For, you see, this all boils down to packaged food. I split hairs on honey and fruit, but the vast majority of these added sweeteners are already in anything I buy in a package. By day two, I am coming to the realization that this becomes an easy mental exercise if I just eat actual food items from the outside of the grocery store. Avocado? OK. Chunk of meat? No added sugar. Piece of broccoli? No research necessary.
As for the packaged stuff, thus far, it’s a game of trading salt and fat for sugar. I can eat smoked cheese, pistachios, and crackers. Fat and salt, salt and fat, just salt.
Luckily, this isn’t some crazed effort to eliminate everything bad from my diet, or I’d be staring into a corner, munching sheets of cabbage all day.
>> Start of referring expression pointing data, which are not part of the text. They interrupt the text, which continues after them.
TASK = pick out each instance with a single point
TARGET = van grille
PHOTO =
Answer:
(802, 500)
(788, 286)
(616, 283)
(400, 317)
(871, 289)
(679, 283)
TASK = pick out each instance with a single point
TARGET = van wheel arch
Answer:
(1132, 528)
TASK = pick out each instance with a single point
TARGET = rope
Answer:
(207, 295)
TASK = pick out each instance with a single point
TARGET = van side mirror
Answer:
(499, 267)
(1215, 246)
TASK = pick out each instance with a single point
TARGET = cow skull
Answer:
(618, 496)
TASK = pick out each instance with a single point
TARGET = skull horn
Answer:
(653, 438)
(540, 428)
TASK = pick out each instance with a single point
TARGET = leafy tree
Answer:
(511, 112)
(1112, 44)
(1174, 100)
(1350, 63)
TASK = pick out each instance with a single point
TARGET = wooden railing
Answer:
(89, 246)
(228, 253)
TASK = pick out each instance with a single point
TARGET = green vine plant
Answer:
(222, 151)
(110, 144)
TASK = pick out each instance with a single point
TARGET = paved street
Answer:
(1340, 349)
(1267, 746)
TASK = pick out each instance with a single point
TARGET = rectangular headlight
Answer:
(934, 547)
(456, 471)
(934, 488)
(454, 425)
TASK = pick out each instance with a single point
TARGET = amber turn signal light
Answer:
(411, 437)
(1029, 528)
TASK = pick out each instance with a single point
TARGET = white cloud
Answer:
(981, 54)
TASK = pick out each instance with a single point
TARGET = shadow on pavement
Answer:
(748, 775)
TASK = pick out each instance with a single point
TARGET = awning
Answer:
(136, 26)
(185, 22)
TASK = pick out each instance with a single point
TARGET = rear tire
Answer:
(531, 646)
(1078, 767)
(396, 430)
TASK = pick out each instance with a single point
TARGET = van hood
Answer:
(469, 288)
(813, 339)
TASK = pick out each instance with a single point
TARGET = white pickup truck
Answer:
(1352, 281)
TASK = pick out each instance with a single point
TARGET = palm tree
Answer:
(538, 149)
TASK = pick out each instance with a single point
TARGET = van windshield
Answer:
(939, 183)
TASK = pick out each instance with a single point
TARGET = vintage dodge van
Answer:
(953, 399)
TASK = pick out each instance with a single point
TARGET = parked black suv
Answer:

I am beginning to see, at this early stage, the emergence of the superior me at the grocery store. I examine other shoppers’ carts and think, smugly, ‘you chumps… you poor sweetener-addicted chumps…’. Then I remember that about four days ago, I ate about half a pint of Ben and Jerry’s for dessert and, the next day, barely got home from Trader Joe’s with any cookies left in the Druid Circles bag.


Those Druid Circles are yummy. Your bee knowledge is impressive.
They are. I almost didn’t get them when I realized that they were vegan, which is a philosophy that I just can’t get my arms around, and I’m a hippie. I read a great article the other day about how honey’s not vegan because of the enslaved bees. The human makes the choices instead of, according to this article, the queen, who… apparently… makes those, or any, decisions in this person’s understanding of the world.
Let’s forget for a second that the queen is, if anything, the slave of the hive. When they’ve decided she’s not doing her thing to their liking, they raise a replacement and “ball” her. In this case, that translates, effectively, into dog-piling on her and cooking her with their collective body heat. AND SHE’S THEIR MOTHER!!! So ungrateful. After all she’s done for them.
I am no fan of the industrial beekeeping industry any more than I am of feedlots, but humans have been eating honey since pre-history. There are millenia-old cave paintings of beekeeping in France, Spain, and Africa showing people harvesting honey, and in one case, falling off the ladder doing so (my people). I’m not sure what to think of someone arbitrarily deciding that the very act of eating something that man has eaten since time immemorial is immoral because of an anthropomorphized misunderstanding of how the world works.
And, yet, those cookies are pretty good. Just another of life’s impenetrable mysteries. Go figure.